For this cohort, “health” may be a more holistic concept that includes personal, environmental and societal well-being.
This shift in American eating habits and the idea of what constitutes healthy eating may be fueled not only by a holistic perspective but also by confusion over nutritional messages. In recent decades, consumers have, at various times, been warned to follow low-fat diets, avoid starchy foods, increase consumption of whole grains, limit intake of saturated fat while increasing intake of healthy fats, restrict egg and cholesterol intake, and include eggs regularly in the diet.
Conflicting messages can be enough to frustrate consumers and encourage them to turn their attention elsewhere.
What Is Clean Eating?
While people have their own ideas of what exactly they consider to be clean eating, there are a few criteria that are commonly included. Organically produced foods, grown without artificial pesticides or fertilizers and produced without hormones or antibiotics, are commonly in demand, as are natural foods, which contain no synthetic dyes, preservatives or flavors. Many Americans also hope to avoid genetically modified foods.
Current Efforts in the Food Industry
Panera Bread is a leader in clean eating within the food industry.
Fortune reports that the chain has announced its intention to “eliminate artificial colors, sweeteners, flavors, and preservatives by 2016.” Some of its meat is already free from antibiotics. Panera continues to serve high-calorie, high-fat, high-sodium, and high-sugar options, likely banking on consumers’ focus on clean eating at the expense of calorie and nutrient content.

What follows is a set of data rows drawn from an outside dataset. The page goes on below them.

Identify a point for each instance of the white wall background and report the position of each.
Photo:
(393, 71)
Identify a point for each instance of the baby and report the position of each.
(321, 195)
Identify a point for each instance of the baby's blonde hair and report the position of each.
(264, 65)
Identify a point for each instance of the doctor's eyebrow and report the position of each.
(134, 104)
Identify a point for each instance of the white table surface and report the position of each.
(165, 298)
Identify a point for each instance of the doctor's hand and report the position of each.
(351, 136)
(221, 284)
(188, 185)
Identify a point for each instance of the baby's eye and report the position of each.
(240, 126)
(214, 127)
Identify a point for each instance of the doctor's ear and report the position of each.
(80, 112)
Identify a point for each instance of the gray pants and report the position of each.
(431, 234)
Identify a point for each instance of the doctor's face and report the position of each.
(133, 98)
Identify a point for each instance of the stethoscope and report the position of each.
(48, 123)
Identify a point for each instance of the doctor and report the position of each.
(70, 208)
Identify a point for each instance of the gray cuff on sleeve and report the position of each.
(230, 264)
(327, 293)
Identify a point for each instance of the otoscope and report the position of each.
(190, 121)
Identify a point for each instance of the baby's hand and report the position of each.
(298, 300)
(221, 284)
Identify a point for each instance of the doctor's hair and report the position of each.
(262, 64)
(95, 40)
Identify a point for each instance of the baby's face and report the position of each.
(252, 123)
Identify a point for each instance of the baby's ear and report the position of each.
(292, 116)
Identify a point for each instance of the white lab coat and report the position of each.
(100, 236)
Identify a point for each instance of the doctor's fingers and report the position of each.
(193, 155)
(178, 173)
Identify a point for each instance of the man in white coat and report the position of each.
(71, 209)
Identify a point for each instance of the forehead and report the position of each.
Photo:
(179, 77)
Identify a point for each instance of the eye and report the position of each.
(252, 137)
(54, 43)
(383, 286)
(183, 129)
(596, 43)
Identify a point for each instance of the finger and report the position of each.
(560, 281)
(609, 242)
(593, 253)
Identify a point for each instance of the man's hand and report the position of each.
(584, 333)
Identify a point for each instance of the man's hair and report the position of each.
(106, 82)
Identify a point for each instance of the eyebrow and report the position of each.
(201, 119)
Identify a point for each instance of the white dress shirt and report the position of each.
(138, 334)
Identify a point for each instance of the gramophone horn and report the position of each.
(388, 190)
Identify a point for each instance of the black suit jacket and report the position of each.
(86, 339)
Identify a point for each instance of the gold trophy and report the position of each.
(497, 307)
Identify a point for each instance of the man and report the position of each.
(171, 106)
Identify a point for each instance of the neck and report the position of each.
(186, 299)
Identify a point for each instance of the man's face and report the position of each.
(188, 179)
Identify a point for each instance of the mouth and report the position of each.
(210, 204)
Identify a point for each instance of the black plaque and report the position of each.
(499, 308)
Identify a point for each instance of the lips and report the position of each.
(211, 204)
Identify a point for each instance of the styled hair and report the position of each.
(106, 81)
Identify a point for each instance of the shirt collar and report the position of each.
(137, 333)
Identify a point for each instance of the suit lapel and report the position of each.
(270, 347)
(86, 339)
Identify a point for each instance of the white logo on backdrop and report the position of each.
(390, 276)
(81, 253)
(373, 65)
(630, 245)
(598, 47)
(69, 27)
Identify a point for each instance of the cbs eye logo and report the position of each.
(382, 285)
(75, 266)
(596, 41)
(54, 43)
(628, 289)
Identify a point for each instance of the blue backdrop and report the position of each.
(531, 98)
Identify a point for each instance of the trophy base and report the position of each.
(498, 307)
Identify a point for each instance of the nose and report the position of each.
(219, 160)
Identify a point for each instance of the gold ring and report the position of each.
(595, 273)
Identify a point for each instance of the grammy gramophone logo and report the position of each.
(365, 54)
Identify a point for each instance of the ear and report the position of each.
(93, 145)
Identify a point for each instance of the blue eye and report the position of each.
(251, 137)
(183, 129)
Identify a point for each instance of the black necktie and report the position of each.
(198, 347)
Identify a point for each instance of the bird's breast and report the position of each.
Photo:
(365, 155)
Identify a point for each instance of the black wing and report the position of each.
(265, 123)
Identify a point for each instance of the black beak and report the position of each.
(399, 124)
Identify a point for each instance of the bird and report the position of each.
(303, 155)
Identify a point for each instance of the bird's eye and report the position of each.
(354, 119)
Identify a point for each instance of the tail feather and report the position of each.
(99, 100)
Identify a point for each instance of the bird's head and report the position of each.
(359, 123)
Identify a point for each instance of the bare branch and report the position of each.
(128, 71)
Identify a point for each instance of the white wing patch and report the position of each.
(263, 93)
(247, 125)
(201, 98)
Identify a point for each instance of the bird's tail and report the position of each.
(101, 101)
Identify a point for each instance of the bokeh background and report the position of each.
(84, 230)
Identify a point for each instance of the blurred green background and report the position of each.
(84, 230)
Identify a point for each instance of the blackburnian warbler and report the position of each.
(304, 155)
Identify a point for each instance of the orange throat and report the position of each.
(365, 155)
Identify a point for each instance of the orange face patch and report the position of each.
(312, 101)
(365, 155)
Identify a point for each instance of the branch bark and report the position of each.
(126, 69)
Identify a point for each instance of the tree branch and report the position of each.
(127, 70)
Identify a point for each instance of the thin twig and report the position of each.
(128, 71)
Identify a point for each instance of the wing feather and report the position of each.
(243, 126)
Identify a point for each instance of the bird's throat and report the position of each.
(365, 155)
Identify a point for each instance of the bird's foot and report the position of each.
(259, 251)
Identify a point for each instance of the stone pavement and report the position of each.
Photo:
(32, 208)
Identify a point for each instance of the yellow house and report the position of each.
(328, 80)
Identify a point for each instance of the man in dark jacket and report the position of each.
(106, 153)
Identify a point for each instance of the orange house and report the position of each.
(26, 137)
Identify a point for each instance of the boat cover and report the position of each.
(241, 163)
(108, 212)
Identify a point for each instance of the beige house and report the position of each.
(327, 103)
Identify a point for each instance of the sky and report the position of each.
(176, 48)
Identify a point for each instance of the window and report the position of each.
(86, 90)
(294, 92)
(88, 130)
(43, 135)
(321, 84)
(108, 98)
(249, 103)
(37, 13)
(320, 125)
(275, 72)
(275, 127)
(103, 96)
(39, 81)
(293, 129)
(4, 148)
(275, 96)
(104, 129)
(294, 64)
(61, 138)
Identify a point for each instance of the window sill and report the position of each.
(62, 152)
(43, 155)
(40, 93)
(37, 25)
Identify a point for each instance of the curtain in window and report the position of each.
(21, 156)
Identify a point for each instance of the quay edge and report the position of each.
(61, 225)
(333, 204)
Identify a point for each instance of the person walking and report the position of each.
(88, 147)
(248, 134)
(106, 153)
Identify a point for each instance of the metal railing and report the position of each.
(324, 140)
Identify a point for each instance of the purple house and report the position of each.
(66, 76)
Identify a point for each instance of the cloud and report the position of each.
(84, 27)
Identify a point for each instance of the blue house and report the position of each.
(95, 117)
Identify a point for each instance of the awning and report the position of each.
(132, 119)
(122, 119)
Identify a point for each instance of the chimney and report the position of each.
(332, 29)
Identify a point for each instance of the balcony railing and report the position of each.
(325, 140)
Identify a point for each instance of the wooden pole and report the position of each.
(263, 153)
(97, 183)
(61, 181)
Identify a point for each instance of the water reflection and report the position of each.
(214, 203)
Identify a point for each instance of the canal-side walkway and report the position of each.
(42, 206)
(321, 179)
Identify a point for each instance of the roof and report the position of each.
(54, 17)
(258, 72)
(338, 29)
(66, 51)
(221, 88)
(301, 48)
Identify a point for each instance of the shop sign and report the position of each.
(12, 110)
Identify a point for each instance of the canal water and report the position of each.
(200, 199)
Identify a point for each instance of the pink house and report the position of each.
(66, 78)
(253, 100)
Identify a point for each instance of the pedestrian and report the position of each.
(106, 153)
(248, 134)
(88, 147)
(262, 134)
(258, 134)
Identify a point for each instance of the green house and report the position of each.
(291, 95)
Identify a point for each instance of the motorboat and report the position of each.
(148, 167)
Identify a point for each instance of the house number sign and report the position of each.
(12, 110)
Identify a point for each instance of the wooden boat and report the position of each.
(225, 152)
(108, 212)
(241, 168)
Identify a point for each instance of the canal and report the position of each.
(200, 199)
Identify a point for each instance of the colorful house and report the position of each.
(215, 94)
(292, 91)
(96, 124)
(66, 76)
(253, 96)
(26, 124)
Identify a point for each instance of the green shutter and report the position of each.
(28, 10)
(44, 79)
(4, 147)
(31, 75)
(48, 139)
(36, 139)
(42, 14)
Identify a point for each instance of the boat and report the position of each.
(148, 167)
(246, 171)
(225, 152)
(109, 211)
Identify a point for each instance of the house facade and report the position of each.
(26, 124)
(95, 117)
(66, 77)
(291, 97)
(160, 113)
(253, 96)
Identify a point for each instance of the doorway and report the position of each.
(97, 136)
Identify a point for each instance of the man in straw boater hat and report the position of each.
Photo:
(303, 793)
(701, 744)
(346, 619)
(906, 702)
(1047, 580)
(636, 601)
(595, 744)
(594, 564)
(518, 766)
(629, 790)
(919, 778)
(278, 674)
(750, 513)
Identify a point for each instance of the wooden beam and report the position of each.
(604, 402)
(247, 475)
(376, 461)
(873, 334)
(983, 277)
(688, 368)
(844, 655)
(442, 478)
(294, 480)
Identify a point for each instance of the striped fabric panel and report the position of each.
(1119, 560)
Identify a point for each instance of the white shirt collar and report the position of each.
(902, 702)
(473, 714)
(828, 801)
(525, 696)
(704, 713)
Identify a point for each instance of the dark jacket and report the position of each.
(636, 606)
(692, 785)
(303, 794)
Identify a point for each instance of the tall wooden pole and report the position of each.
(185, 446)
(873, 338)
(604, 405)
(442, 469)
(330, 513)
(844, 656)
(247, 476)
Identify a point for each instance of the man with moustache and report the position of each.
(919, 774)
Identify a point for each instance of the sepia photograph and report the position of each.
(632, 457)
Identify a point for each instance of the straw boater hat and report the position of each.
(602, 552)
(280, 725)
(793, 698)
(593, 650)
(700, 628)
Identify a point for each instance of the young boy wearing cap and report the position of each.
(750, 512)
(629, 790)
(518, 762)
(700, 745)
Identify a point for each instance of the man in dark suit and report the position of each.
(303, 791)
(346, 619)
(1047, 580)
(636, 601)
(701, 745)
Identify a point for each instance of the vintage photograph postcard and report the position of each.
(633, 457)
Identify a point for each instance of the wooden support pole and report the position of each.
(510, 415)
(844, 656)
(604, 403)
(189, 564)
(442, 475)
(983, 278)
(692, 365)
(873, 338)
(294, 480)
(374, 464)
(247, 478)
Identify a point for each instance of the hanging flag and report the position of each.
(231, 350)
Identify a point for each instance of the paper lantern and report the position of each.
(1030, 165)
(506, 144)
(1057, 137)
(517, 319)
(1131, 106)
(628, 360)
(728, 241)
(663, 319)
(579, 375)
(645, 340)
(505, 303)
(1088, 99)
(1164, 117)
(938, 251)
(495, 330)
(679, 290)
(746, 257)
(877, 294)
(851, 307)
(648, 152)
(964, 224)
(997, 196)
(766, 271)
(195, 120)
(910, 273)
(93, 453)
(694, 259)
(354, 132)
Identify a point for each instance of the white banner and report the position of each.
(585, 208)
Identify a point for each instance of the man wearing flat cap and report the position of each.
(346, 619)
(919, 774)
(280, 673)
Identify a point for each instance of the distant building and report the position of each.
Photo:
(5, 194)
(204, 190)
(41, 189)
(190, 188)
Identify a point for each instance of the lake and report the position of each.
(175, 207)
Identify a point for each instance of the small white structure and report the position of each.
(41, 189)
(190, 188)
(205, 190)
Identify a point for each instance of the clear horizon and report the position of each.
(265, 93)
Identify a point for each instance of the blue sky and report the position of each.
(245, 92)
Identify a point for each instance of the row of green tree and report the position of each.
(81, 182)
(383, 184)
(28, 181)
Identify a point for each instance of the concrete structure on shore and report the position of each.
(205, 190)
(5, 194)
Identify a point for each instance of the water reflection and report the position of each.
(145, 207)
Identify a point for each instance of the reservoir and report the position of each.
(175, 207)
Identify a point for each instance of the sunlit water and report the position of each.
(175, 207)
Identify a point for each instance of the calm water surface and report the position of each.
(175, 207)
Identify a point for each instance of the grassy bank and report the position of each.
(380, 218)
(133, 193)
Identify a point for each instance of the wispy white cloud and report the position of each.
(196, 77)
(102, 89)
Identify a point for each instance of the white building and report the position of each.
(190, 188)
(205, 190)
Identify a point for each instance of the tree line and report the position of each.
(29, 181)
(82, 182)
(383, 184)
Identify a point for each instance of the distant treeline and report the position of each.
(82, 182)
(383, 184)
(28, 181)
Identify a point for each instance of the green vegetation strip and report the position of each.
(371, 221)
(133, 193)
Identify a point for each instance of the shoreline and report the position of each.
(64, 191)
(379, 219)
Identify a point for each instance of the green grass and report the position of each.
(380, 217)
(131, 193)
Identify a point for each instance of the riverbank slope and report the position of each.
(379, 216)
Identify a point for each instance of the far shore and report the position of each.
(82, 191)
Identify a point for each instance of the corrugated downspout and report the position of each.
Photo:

Chipotle has seen success with its “Food with Integrity” campaign. The restaurant uses some local and organic produce and some meat raised without antibiotics and hormones. Though these changes may be healthy, the chain continues to serve dishes with more than 1,000 calories and nearly enough fat for a day. The campaign is also interesting because it demonstrates that consumers are willing to pay extra for clean food, which is more expensive to produce and prepare.
As they always do, restaurants will continue to cater to changes in American eating habits. Increased interest in clean eating is another of these changes, and popular restaurants, such as Panera Bread and Chipotle, are beginning to meet these demands.
Other restaurants may follow suit if consumers demonstrate that they are not only willing to pay for these more costly products but also willing to avoid restaurants that do not offer clean eating options.